As a 1965 Calvin graduate, Arden majored in French and psychology and minored in Spanish, obtaining a secondary education degree. She then obtained a M.Ed., reading specialist degree, from Arcadia University in PA, a learning disabilities add-on masters certification from Georgia State University, and a doctorate in literacy and special education from the University of Cincinnati.
She currently spends her time between Holland, MI, and Bradenton, FL with her husband, Jack. Arden is a mentor with the Migrant Mentoring Program of the Diversity Alliance of Western Michigan. She became friends with a Mexican migrant family and sees their children weekly for tutoring and fun activities. She notes that one of their favorite activities is to go to Dutch Village, a Holland amusement park, where they enjoy the rides and experience Dutch culture. Arden works with them in reading and writing in English while they help her improve her Spanish. Again related to literacy, Arden serves the Holland Rescue Mission Riley Street Thrift Store as the manager of their book section. While wintering in Florida, she led a senior ladies’ Bible study. Both Jack and Arden see serving the elderly as one of their ministries.
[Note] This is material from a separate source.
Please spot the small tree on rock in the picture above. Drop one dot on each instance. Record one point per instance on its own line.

They have several elderly friends in both locations whom they serve with transportation, meals, and visits through Harderwyk Christian Reformed and Bradenton Christian Reformed Churches.
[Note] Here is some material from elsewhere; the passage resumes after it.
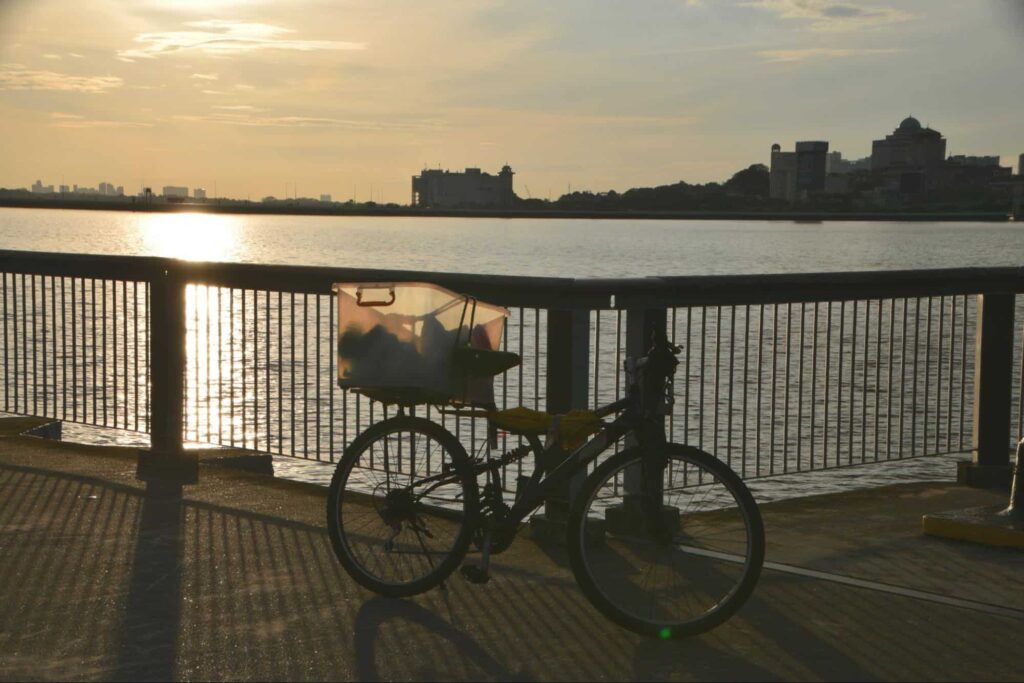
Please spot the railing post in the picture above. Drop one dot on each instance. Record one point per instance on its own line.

Arden and Jack visit their three children and grandchildren in Nashville, TN; Boston, MA; and Grand Rapids, MI. With some of the children Arden serves as literacy tutor. She just completed assisting a grandson in defining 128 history terms. Having dyslexia makes it difficult for him to coordinate the task of finding information and organizing what to write down or type. So Arden became the “scribe”. With others she assists with oral reading fluency, phonics, comprehension, writing essays and stories, and locating books of interest to read.
During her tenure at Calvin, Arden was involved in the Young Authors’ Festival, a program where local schools bring children to hear an author or illustrator and to share books they’ve written. She coordinated a Teachers as Readers group in which local teachers came together to share children’s books and teaching ideas. Arden also established ALEx, her nickname for the Alexander Literacy Experience. ALEx, she says, “is probably the most valuable thing I did in my 21 years at Calvin. I see it as more important than writing the book, Celebrating Children’s Choices: 25 Years of Children’s Favorite Books, for the International Reading Association, or compiling the articles I wrote for Christian Home and School parent magazine into God’s Pencils, published by the Calvin Alumni Association. While there is much emphasis on “professorial” publishing as well as talk about social justice in the college, I strived to have my classes use our knowledge of reading and writing to interact with an urban population. We interacted with an urban population in an instructional milieu that benefitted us and the children we served.”
ALEx was conceived in early 2000 as a collaborative effort between Calvin and an urban, public elementary school to bridge the “digital divide” of technology between urban and suburban children.” Post, a literacy specialist, was asked to parent the program. In the fall of that year she and her language arts students began going, every Wednesday to Alexander Elementary School. Calvin students were paired with third or fourth graders. Teaching a technology-based curriculum, Calvin students learned about literacy teaching and about teaching in an urban environment. According to Post, the Calvin students developed a love for the children, an appreciation for the Alexander teachers, and recognition of the struggles of families living in poverty.
As the program progressed, Arden began to write her own curricula using books that spoke to the needs and interests of urban children. She created a Friday Writing Lab, and most of her Calvin students volunteered to come to the school on Fridays as well. She also began to bring Alexander students to Calvin —to swim, to eat ice cream and to. She said, “I know the children from Alexander are more receptive to thinking about college; most want to come to Calvin!”
“Our goal was to have the children love reading and writing and to recognize the possibilities of education. They in turn have taught us how to teach, how to love unconditionally, and how to make literacy learning enticing to children.” The important thing, she says, is to recognize the impact literacy can have in people’s lives and to know that we, given the privilege of supportive families who encouraged our education, can impact children who may not have that privilege. Post also tried to bridge the urban/suburban gap by establishing a pen pal program with Moline Christian School with the help of a former Calvin student there.
It is evident that love for urban youth and love of literacy teaching remain with her in retirement as she devotes her time to family, church, and community.